Metadata-Version: 2.1
Name: GlobalOptimizationHRLA
Version: 1.0.1
Summary: A package to solve global optimization problems in small dimensions. The method is based on sampling algorithms, and specifically implements the high-resolution Langevin algorithm
Author-email: Daniel Cortild <d.cortild@rug.nl>
Project-URL: Homepage, https://github.com/DanielCortild/GlobalOptimization
Project-URL: Bug Tracker, https://github.com/DanielCortild/GlobalOptimization/issues
Classifier: Programming Language :: Python :: 3
Classifier: License :: OSI Approved :: MIT License
Classifier: Operating System :: OS Independent
Requires-Python: >=3.8
Description-Content-Type: text/markdown
License-File: LICENCE

# Global Optimization through High-Resolution Sampling

This package provides functions to run a global optimization algorithm, specifically designed to explore the properties of high-dimensional functions through High-Resolution sampling. It is based on the [following paper](https://arxiv.org/abs/2410.13737). The package includes tools for defining functions, setting optimization parameters, generating samples, and visualizing empirical probabilities.

## Installation

The package is available through pip, and may be installed via:

```bash
pip install Optimization_DNLA
```

## Setup

In order to use this package, you need to define:

- The target function and its gradient.
- An initial distribution for the search space.

## Main Usage

### 1. Defining the Target Function and Gradient

The provided example uses the Rastrigin function as the target for optimization.

```python
import numpy as np

d = 10
U = lambda x: d + np.linalg.norm(x) ** 2 - np.sum(np.cos(2 * np.pi * x))
dU = lambda x: 2 * x + 2 * np.pi * np.sin(2 * np.pi * x)
```

### 2. Sampling from an Initial Distribution

Define an initial distribution from which samples are generated:

```python
initial = lambda: np.random.multivariate_normal(np.zeros(d) + 3, 10 * np.eye(d))
```

### 3. Running the Algorithm

To execute the global optimization algorithm, use the DNLA.Algorithm class.

```python
import Optimization_DNLA as DNLA

algorithm = DNLA.Algorithm(d=d, M=100, N=10, K=14000, h=0.01, title=title, U=U, dU=dU, initial=initial)
samples_filename = algorithm.generate_samples(As=[1,2,3,4], sim_annealing=False)
```

#### **Parameters:**

- **d** (_int_): Dimension of the search space.
- **M** (_int_): Number of particles in the swarm.
- **N** (_int_): Number of generations for resampling.
- **K** (_int_): Total number of iterations to perform.
- **h** (_float_): Step size for gradient descent.
- **title** (_str_): Title for the optimization, useful for organizing saved data.
- **U** (_function_): The target function to optimize.
- **dU** (_function_): The gradient of the target function.
- **initial** (_function_): The initial distribution for generating particles.
- **As** (_list_): List of tolerances or annealing factors to adjust optimization.
- **sim_annealing** (_bool_): Determines whether to apply simulated annealing (default is False).

#### **Returns:**

- **samples_filename** (_str_): Path to the file where generated samples are saved.

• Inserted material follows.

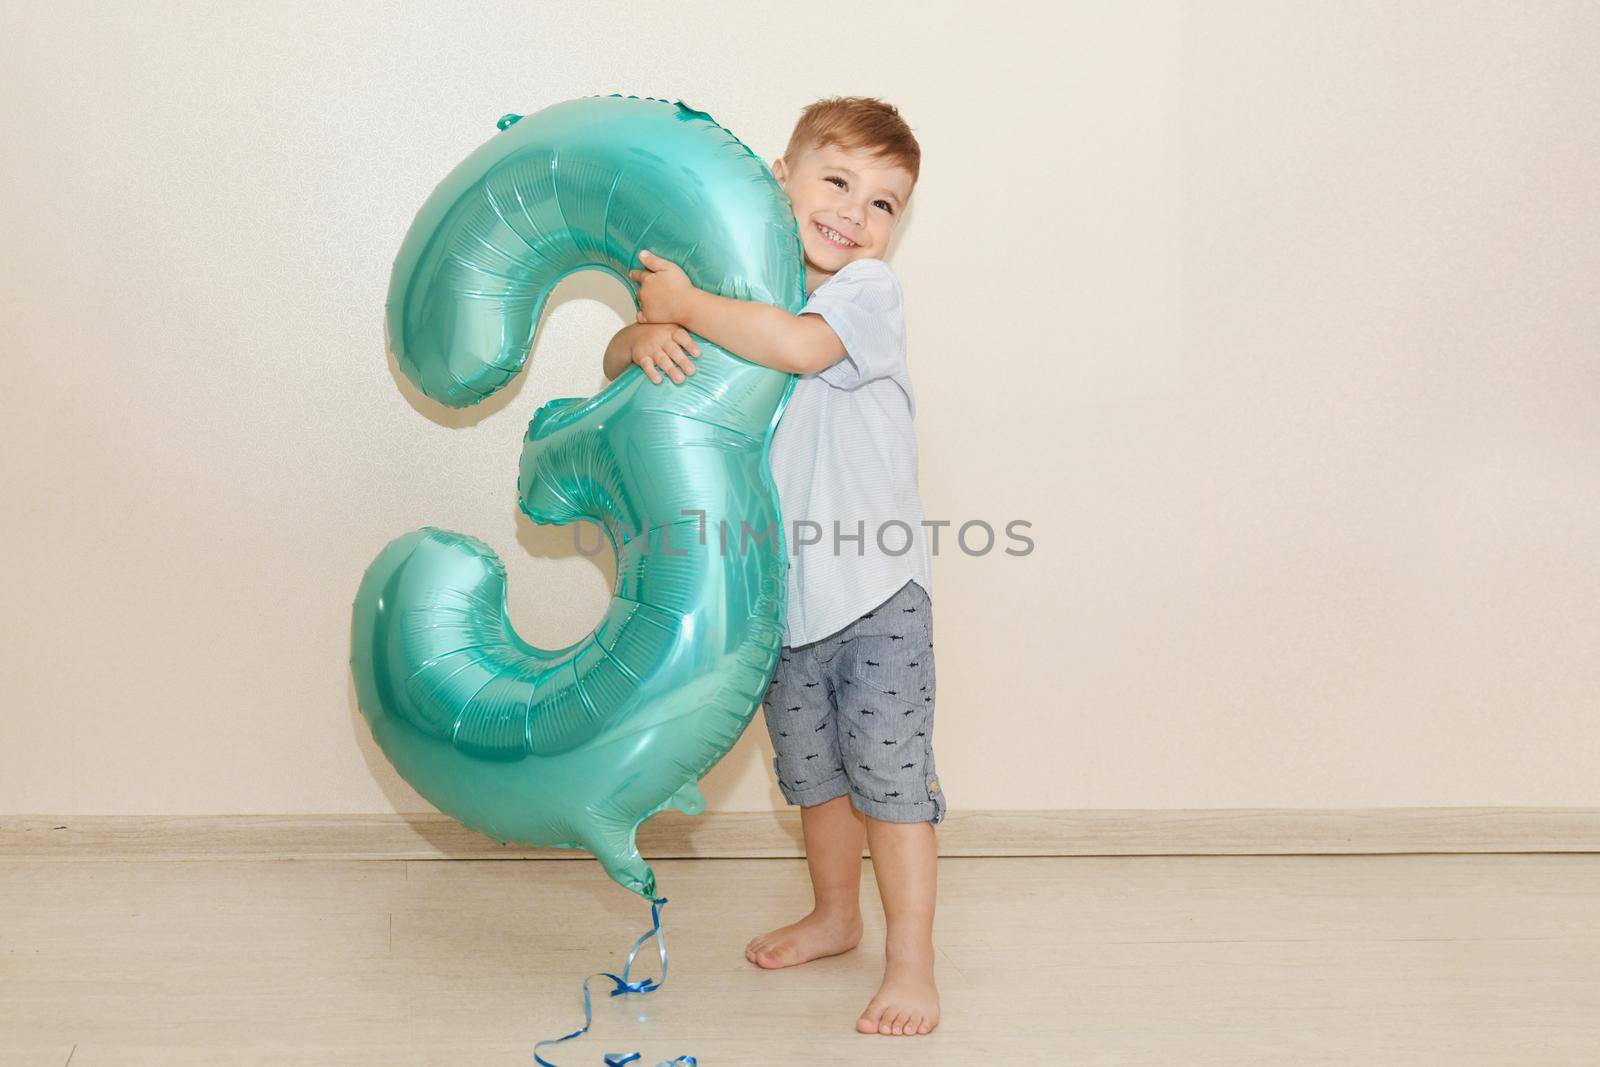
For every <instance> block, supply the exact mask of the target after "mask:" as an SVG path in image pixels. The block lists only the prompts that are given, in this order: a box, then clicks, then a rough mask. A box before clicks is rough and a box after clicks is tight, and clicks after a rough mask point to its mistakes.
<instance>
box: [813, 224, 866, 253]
mask: <svg viewBox="0 0 1600 1067" xmlns="http://www.w3.org/2000/svg"><path fill="white" fill-rule="evenodd" d="M816 229H819V230H822V235H824V237H826V238H827V240H830V242H834V243H835V245H838V246H840V248H853V246H854V243H856V242H853V240H850V238H848V237H845V235H843V234H840V232H838V230H830V229H827V227H826V226H822V224H821V222H818V224H816Z"/></svg>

### 4. Post-processing and Plotting Results

After running the optimization, use the `PostProcessor` object to analyze and plot the empirical probabilities from the generated samples.

```python
postprocessor = DNLA.PostProcessor(samples_filename)
```

#### **Parameters:**

- **samples_filename** (_str_): The filename containing the generated samples data.

---

The PostProcessor object provides multiple methods. One is the `plot_empirical_probabilities` method, which generates a plot of the empirical probabilities for different tolerances.

```python
postprocessor.plot_empirical_probabilities(dpi=10, layout="32", tols=[1,2,3,4,5,6], running=False)
```

#### **Parameters:**

- **dpi** (_int_): Resolution of the plot, in dots per inch.
- **layout** (_str_): Layout of the plot, specified as a string. Must be one of `["13", "23", "32", "22"]` (default is `"23"`).
- **tols** (_list_): List of tolerances for computing empirical probabilities (default is `[1,2,3,4,5,6]`).
- **running** (_bool_): Whether to display the plot with a running average or not (default is `False`).

---

Another method is `compute_tables`, which generates tables of empirical means and standard deviations.

```python
postprocessor.compute_tables(measured=[K], dpi=100, mode="mean", running="True"")
```

#### **Parameters:**

- **measured** (_list_): List with iteration counts to measure the empirical probabilities.
- **dpi** (_int_): Resolution of the plot, in dots per inch.
- **mode** (_str_): Mode for computing the tables, specified as a string. Must be one of `["mean", "std", "best"]` (default is `"mean"`).
- **running** (_bool_): Whether to display the results are computed with a running average or not (default is `True`).

## Examples

Examples may in found in the [/examples](/examples) directory of the repository.